Davaya bakan Siirt Asliye Hukuk Mahkemesi de 2525 sayılı Soyadı Kanunu'nun 4. maddesinin ikinci fıkrasının, anayasaya aykırı olduğu kanısına vararak, iptali istemiyle Anayasa Mahkemesine başvurdu.
Başvuru kararında, itiraz konusu kuralın ailenin eşler arasında eşitliğe dayandığına ilişkin Anayasa'nın 41. maddesi ile kadınlar ve erkeklerin eşit haklara sahip olduğuna dair Anayasa'nın 10. maddesine ve dolayısıyla Anayasa'nın temel hak ve özgürlüklerin Anayasa'nın sözüne ve ruhuna, demokratik toplum düzeninin ve laik Cumhuriyetin gereklerine ve ölçülülük ilkesine aykırı olamayacağına ilişkin 13. maddesine aykırı olduğu ileri sürüldü.
Davayı esastan görüşen Yüksek Mahkeme, düzenlemeyi oy birliğiyle iptal etti.

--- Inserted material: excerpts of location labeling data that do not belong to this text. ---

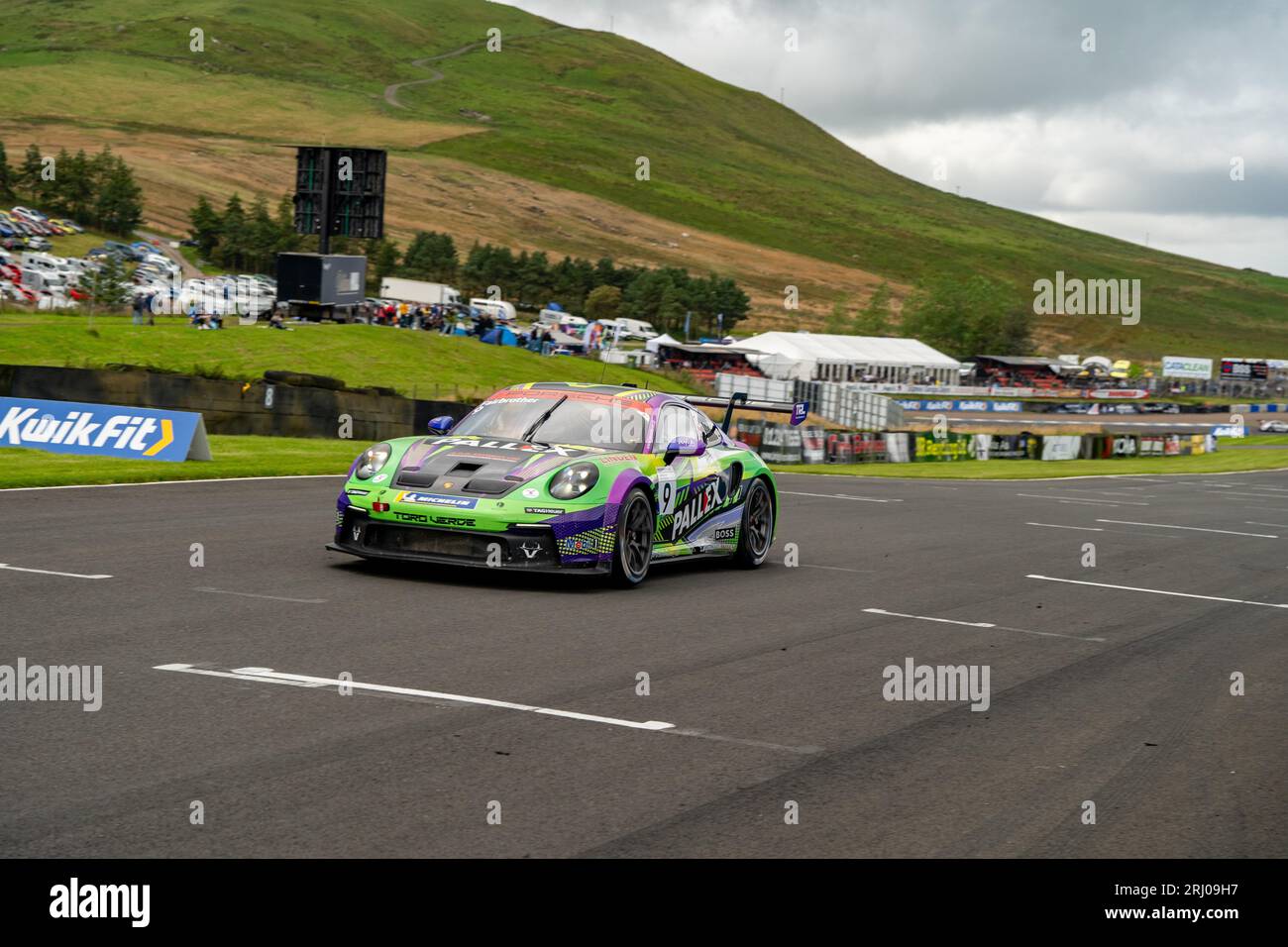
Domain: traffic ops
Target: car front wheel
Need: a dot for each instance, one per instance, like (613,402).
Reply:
(758,526)
(634,547)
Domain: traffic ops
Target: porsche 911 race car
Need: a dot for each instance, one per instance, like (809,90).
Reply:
(570,478)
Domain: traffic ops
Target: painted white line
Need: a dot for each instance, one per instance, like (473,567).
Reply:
(159,483)
(982,624)
(252,594)
(1192,528)
(1160,591)
(1082,499)
(270,677)
(1056,526)
(1235,492)
(837,496)
(48,573)
(835,569)
(923,617)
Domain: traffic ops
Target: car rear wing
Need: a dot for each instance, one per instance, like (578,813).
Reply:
(738,401)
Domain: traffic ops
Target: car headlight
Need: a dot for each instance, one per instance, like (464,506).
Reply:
(574,480)
(372,460)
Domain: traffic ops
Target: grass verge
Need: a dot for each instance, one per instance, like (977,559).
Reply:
(278,457)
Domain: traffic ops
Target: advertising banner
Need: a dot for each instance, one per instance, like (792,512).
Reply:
(948,447)
(1061,446)
(1179,367)
(1243,369)
(110,431)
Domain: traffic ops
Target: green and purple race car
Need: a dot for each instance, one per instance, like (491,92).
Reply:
(566,476)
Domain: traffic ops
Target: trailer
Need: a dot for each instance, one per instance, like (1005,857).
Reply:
(419,291)
(321,286)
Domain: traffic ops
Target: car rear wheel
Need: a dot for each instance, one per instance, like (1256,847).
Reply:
(758,526)
(634,547)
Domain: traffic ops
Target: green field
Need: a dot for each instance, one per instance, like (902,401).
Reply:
(233,457)
(278,457)
(575,108)
(1223,462)
(423,365)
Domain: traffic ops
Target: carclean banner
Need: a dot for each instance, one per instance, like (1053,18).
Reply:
(111,431)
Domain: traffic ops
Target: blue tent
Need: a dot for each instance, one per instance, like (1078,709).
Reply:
(500,335)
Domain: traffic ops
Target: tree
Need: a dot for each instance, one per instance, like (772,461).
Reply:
(233,237)
(106,286)
(120,201)
(7,176)
(876,316)
(384,261)
(206,227)
(603,303)
(29,175)
(967,317)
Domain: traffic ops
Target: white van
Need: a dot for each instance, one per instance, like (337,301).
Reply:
(496,308)
(636,328)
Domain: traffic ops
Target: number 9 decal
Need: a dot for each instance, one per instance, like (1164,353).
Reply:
(665,491)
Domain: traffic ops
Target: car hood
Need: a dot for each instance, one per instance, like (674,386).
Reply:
(482,466)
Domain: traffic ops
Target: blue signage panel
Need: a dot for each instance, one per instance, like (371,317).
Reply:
(111,431)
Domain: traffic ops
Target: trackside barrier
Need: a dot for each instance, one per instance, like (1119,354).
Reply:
(837,402)
(780,444)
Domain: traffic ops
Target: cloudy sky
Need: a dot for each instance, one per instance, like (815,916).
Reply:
(1133,140)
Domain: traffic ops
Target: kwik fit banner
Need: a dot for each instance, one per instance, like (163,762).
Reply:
(112,431)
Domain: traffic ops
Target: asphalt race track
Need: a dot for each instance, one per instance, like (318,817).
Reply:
(772,681)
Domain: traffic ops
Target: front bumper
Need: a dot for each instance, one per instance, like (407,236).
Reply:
(520,548)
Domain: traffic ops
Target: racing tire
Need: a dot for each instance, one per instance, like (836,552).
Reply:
(758,526)
(632,549)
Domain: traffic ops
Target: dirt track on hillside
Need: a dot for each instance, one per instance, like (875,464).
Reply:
(471,202)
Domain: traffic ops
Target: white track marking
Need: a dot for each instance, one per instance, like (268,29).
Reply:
(982,624)
(270,677)
(1235,492)
(1192,528)
(158,483)
(252,594)
(923,617)
(835,569)
(1085,528)
(1082,499)
(48,573)
(1160,591)
(837,496)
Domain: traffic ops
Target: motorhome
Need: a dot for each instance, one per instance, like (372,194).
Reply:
(496,308)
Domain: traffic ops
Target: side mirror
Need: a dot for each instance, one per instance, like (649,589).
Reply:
(684,447)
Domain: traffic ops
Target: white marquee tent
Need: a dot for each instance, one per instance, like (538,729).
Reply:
(819,357)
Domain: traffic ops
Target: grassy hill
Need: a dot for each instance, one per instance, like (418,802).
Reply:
(765,195)
(424,365)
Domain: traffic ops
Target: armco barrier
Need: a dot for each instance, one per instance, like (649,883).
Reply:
(232,407)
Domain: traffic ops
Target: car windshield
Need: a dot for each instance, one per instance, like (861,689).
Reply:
(591,423)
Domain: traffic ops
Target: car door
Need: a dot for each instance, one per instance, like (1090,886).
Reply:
(690,489)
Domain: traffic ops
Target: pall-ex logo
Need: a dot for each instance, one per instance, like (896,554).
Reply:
(699,505)
(128,432)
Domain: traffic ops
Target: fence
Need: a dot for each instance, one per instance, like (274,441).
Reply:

Anayasa Mahkemesi'nin gerekçesinde, 4721 sayılı Türk Medeni Kanunu'nun çocuğun soyadını düzenleyen 321. maddesinde yer alan "Çocuk, ana ve baba evli ise ailenin soyadını taşır. Ancak, ana önceki evliliğinden dolayı çifte soyadı taşıyorsa çocuk onun bekarlık soyadını taşır" hükmü nedeniyle, itiraz konusu kuralın günümüzde sadece bazı istisnai durumlarda uygulanabilmesinin söz konusu olacağı belirtildi.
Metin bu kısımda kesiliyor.